“Il potere è ancora maschile, fin quando le donne saranno gregarie di capi corrente e non si decideranno ad essere in prima fila, ad essere loro a rivendicare e a chiedere la leadership, non si supereranno questi problemi, perché purtroppo il potere ha le sue regole”. Così l’altra sera in Tv, Rosy Bindi intervistata da Gramellini.
Ma se il potere è precluso alle donne, giacché è in mano agli uomini e questi non vogliono condividerlo con loro, come fanno le donne a rivendicare posti di potere? Si troveranno sempre in condizioni di svantaggio. Le “quote rose”, però, che sono un rimedio a questo squilibrio, sono guardate male da molte donne.

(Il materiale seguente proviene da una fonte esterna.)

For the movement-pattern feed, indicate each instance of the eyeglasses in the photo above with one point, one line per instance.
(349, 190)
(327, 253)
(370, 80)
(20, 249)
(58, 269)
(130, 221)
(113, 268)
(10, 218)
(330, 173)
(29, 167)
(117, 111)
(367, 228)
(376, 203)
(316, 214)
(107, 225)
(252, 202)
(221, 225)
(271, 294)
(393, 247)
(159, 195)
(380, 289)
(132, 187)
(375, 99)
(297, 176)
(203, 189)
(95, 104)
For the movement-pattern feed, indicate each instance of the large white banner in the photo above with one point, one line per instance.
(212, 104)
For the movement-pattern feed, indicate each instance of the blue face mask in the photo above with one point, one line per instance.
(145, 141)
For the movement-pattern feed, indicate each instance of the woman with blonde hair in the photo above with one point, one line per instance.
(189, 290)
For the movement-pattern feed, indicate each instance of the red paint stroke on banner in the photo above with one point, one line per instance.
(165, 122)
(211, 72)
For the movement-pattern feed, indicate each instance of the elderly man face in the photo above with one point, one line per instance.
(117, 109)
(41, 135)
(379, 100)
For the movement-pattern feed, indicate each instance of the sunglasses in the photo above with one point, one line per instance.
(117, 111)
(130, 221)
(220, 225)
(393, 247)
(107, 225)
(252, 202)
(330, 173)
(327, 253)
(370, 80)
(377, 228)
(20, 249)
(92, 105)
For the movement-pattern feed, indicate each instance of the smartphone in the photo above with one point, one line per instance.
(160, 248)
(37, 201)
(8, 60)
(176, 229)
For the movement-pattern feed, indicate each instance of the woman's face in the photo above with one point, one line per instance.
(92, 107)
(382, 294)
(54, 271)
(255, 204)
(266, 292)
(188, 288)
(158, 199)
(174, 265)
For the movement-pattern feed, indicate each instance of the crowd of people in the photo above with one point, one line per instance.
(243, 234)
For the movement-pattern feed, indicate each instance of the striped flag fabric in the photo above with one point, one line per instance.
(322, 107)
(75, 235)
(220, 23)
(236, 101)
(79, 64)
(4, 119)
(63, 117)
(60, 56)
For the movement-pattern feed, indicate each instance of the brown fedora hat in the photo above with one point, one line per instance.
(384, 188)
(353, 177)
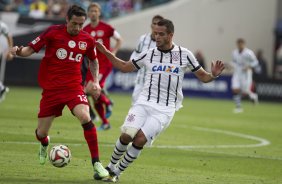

Una signora sul blog de L’espresso, curato da Stefania Rossini, in un commento scrive: “Le quote rosa… Come le quote degli invalidi civili che un’azienda deve assumere per legge? Ma io mi auguro che le donne si ribellino a questo modo di essere trattate e di non sentire mai più parlare di “quote rosa”.
Sbaglierò, ma il mio punto di vista è del tutto diverso. Incidenti, malattie o altro hanno tolto qualcosa agli invalidi civili. La legge in qualche modo glielo restituisce, mira a compensare lo svantaggio.
Le “quote rosa” restituiscono in qualche modo alle donne ciò che gli uomini hanno loro tolto da secoli. Mirano a compensare lo svantaggio. Le quote rosa rendono giustizia alle donne, e le donne si sentono in imbarazzo. Non è buffo? Non vogliono giustizia. La competizione deve avvenire ad armi pari. Gli uomini nella competizione con le donne sono muniti di guantoni (il potere), la legge obbliga a dare i guantoni anche alle donne. Mi sembra giustissimo.
Si pensi a che cosa avviene nella Chiesa. Il potere è talmente saldo e solo in mano a gli uomini, da rendere impossibile ad una donna di diventare prete, vescovo, papa. Nella Chiesa il potere alle donne è precluso del tutto.